SpringFlingPinup Contest Demo Entry

This is an example entry - not an actual entry (I can’t participate due to some conflict of interest thingy)

Title: PinupDemoAlyx

Assets Used:

G8F Alyx

dForce Classic Long Curly Hair

Animal Rug - Faux Fur Shaders

Glitzy Diva Shoes

On-Fleek Eyebrows

Pans Photo Lighting

manually posed

PostWork in Photoshop:

a copy of the image flipped with a radial blur -merged

a nik collection bleach bypass at 44% transparency - merged

a nik collection gentle white vignette to soften the edges.

1 Like

Very beautiful. I do have a question. I do see a lot of people that list everything they do to their artwork and everything they use, I actually like seeing it because it helps me out to see how others use things or if there is something I have been looking for I know at least where to start looking, but some seem VERY adamant about this. Is there a reason behind this? Like I said I have no problem with it, I just wasn’t sure if there was something more behind it that has happened that I wasn’t sure of in the past.

List of assets is simply a way to credit the asset artists

List of post work steps is to encourage postwork. This is probably my personal crusade, but in my opinion a render without post work is just artistic engineering, and has a lot of room to be improved- to be made into something that becomes art instead of being just another computer rendered model.

I’m not going to judge based on these lists. It’s going to all be about the appearance of the final piece.

1 Like

That’s my Rule 2 for 3D Masculinity and I did it because I got sick of the constant questions, “Oooh! What hair is that?” not to mention that there’s so little decent male-oriented 3D assets out there I wanted to call them out and enforce a little bit of publicity for any PA creating decent assets for the guys.

Not just your crusade! I hate hate hate hate it when I see artists proudly lament, “No postwork!” As if that’s somehow makes them a better “artist” or something.

I’m with you. When I see “no postwork” I consider the work to be draft quality.

Name me a photographer, or movie director, or hell even a director of photography that doesn’t do color correction or postwork when creating a final piece. If they didn’t, there’d be no use for Adobe Lightroom or Final Cut Pro or After Effects or (name your software).

2 Likes

No Postwork!

To me this is flatter. Though I could have done more in daz to add a background, it was my choice to put nothing of interest in the background. But the coloring for this isn’t right for a plain white background.

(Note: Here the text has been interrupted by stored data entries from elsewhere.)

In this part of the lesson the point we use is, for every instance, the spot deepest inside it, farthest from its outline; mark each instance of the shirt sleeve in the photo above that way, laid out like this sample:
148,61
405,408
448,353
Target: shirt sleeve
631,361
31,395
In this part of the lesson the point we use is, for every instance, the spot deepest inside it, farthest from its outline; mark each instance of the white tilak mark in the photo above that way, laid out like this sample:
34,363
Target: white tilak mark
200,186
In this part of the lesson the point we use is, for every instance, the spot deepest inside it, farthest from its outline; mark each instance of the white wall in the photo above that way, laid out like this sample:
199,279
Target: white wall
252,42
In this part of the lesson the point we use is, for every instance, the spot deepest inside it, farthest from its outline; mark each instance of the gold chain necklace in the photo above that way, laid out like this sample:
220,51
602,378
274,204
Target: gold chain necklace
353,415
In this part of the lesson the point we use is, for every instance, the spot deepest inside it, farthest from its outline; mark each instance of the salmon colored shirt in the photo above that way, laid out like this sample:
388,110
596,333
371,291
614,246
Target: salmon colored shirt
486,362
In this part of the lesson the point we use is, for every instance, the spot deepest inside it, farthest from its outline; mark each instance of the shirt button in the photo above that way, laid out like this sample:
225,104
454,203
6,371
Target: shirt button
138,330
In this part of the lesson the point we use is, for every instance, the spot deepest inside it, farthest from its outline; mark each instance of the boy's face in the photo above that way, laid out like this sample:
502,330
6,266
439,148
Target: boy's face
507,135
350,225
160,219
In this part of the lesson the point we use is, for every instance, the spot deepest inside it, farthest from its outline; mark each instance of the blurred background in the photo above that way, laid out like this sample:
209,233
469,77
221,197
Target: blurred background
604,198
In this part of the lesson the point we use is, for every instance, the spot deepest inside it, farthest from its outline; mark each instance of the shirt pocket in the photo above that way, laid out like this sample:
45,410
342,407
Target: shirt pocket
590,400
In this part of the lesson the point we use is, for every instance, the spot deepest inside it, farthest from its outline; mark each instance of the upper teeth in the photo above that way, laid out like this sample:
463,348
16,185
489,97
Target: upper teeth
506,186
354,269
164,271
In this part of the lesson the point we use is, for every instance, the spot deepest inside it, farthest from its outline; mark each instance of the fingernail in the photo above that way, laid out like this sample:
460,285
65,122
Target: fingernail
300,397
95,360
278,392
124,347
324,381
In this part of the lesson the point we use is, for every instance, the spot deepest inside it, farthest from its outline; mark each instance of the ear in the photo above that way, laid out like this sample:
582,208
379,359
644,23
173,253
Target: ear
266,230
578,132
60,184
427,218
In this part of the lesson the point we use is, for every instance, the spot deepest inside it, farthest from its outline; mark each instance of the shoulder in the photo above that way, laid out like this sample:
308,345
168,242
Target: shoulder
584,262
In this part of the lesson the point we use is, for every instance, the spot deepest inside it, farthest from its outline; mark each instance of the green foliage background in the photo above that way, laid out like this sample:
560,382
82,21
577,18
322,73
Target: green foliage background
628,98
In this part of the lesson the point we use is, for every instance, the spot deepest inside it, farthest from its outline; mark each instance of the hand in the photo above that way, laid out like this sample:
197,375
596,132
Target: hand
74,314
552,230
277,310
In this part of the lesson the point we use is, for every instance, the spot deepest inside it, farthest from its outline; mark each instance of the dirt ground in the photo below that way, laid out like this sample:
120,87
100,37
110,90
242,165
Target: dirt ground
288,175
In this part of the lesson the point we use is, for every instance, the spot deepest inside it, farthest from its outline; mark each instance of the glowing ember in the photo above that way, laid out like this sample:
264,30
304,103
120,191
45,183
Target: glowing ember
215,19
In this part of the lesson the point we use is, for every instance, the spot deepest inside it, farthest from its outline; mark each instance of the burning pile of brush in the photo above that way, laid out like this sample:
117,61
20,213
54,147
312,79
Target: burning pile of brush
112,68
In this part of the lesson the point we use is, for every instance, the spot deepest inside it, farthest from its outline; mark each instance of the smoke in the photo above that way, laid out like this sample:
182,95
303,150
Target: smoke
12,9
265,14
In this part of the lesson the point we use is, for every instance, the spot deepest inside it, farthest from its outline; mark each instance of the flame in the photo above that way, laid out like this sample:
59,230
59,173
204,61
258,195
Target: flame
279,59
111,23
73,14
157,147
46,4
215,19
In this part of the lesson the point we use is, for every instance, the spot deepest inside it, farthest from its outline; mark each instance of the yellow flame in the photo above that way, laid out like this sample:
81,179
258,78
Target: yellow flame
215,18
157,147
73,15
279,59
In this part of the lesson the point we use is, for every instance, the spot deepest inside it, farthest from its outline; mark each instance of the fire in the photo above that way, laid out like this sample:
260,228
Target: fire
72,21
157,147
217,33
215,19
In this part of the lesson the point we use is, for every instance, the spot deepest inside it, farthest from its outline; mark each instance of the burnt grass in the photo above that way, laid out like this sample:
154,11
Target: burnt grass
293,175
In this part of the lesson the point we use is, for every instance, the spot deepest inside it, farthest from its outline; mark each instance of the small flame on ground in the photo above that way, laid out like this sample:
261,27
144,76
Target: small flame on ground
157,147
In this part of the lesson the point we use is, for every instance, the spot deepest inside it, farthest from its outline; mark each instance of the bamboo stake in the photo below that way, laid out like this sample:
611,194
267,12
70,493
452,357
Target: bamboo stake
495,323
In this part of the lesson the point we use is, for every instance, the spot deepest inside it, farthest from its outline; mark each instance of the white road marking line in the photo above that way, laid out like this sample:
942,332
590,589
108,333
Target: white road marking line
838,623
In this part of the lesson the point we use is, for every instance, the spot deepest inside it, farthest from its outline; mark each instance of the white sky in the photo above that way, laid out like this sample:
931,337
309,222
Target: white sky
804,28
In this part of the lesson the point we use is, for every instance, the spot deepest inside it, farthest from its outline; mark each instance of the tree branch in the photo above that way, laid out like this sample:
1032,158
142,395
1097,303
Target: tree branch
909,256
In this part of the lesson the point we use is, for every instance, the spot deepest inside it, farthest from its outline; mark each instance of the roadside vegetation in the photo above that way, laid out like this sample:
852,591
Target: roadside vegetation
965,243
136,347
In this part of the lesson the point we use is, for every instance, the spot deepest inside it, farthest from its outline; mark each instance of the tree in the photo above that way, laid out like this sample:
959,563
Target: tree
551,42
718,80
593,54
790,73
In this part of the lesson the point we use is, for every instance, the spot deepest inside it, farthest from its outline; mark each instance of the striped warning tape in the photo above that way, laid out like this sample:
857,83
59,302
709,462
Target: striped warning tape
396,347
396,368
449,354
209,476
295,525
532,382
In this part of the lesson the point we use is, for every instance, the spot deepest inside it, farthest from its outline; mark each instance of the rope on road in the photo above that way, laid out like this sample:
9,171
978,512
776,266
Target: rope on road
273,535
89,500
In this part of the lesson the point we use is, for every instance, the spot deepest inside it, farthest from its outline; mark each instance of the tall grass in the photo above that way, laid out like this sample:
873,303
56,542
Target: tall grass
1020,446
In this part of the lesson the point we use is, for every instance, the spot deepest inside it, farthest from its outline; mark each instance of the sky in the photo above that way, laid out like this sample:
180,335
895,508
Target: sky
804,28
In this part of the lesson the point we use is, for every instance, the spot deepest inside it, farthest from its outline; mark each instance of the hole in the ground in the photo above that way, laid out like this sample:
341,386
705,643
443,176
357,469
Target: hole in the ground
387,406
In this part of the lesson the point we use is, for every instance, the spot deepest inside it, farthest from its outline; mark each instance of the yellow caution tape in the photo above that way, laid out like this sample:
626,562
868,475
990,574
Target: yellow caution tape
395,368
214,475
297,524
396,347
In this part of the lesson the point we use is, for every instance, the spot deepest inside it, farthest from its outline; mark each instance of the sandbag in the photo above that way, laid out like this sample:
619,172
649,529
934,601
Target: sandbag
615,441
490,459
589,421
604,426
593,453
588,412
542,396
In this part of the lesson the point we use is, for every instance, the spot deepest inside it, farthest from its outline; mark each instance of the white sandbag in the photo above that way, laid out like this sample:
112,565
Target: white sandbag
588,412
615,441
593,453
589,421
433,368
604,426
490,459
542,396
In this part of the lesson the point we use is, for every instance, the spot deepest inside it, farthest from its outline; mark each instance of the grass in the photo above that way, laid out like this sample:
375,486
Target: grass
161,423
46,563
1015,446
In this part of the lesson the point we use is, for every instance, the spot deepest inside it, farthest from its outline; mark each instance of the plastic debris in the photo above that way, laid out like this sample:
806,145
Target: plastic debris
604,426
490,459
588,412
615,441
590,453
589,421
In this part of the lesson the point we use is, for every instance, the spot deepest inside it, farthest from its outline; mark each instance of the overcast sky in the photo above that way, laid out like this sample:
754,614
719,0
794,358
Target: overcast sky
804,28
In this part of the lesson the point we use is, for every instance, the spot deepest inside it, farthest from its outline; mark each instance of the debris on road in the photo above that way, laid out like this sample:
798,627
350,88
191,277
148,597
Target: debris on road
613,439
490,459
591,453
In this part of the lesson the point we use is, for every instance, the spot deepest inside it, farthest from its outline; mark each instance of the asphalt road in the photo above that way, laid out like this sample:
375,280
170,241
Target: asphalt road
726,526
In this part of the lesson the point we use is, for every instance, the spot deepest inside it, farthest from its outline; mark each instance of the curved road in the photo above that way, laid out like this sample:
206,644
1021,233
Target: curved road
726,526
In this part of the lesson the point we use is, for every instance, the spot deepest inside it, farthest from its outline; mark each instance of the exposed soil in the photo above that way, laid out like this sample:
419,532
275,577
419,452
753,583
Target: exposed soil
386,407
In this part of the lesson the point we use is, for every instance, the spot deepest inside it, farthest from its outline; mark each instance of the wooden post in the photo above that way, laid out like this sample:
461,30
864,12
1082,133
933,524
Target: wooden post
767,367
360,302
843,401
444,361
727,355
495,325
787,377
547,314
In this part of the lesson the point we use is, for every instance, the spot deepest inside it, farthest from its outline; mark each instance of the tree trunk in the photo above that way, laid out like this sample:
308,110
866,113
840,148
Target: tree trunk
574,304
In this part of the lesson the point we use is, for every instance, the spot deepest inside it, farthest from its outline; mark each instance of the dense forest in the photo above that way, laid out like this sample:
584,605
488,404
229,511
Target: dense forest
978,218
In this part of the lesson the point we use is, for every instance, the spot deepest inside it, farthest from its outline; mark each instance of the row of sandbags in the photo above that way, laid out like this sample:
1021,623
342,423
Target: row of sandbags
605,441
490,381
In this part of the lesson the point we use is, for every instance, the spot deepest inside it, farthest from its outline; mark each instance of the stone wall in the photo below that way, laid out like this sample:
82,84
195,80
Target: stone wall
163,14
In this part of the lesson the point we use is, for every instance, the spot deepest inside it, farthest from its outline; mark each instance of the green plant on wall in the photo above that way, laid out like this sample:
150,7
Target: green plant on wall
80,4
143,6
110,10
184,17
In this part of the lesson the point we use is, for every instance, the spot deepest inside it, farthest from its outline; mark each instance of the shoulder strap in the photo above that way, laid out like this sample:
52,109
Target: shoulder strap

To me most renders lack contrast - they rely on too much light or an HDRI or worse - too little light. Light is a mofo to get balanced in Daz. I could spend days adjusting lighting. I love a bleach bypass layered over the original and then tweak the opacity to enhance the contrast to what I consider ideal for the image.

But, I’m pretty good at assessing art not based on my tastes.

In college I studied both lighting design as a major and a ton of art history. My actual degree came after 218 credits and was in international business management. But that was all so long ago. And of course, given all that, I work as a software engineer/programmer.